So, what might be an open and frank approach to discussing the indirect risks of alternative medicine? In my view, it should make several points abundantly clear and transparent:

  • Alternative practitioners (APs) are usually not trained to advise patients responsibly, particularly in cases serious disease.
  • The training of APs is often inadequate and sometimes resembles more to brain-washing than to proper education.
  • Consequently, APs often woefully over-estimate what their therapy can achieve.
  • The patients of APs are often desperate and ready to believe even the tallest tales.
  • APs have a huge conflict of interest – in order to make a living they need to treat as many patients as possible and are therefore not motivated to refer them to more suitable care.
  • APs are frequently in denial when it comes to the risks of their treatments.
  • APs are not educated such that they understand the full complexities of serious illness.
  • As a result, APs far too often misguide their patients to make tragically wrong choices thus putting their health at serious risk.
  • In most countries, the regulators turn a blind eye to this huge problem.

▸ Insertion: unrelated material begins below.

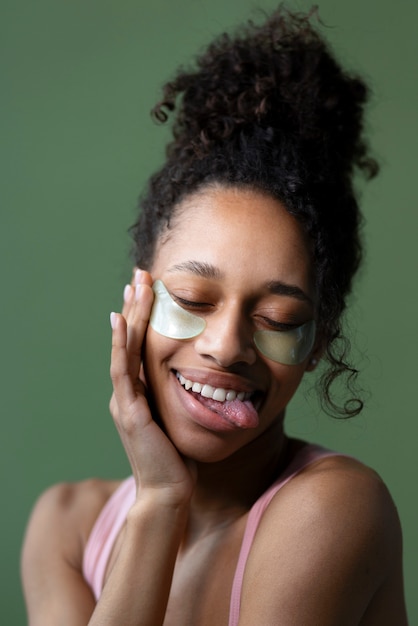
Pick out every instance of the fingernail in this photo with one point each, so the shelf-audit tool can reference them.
(127, 293)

These are by no means trivial  points, and they have nothing to do with a ‘turf war’ between conventional and alternative medicine. They relate to our ethical duty to keep our patients as safe as we can. It has been estimated that, in oncology alone, 1 – 5% of deaths are due to patients opting to have alternative instead of conventional treatments. This amounts to an unbearably high absolute number of patients dying prematurely due to the indirect risks of alternative medicine.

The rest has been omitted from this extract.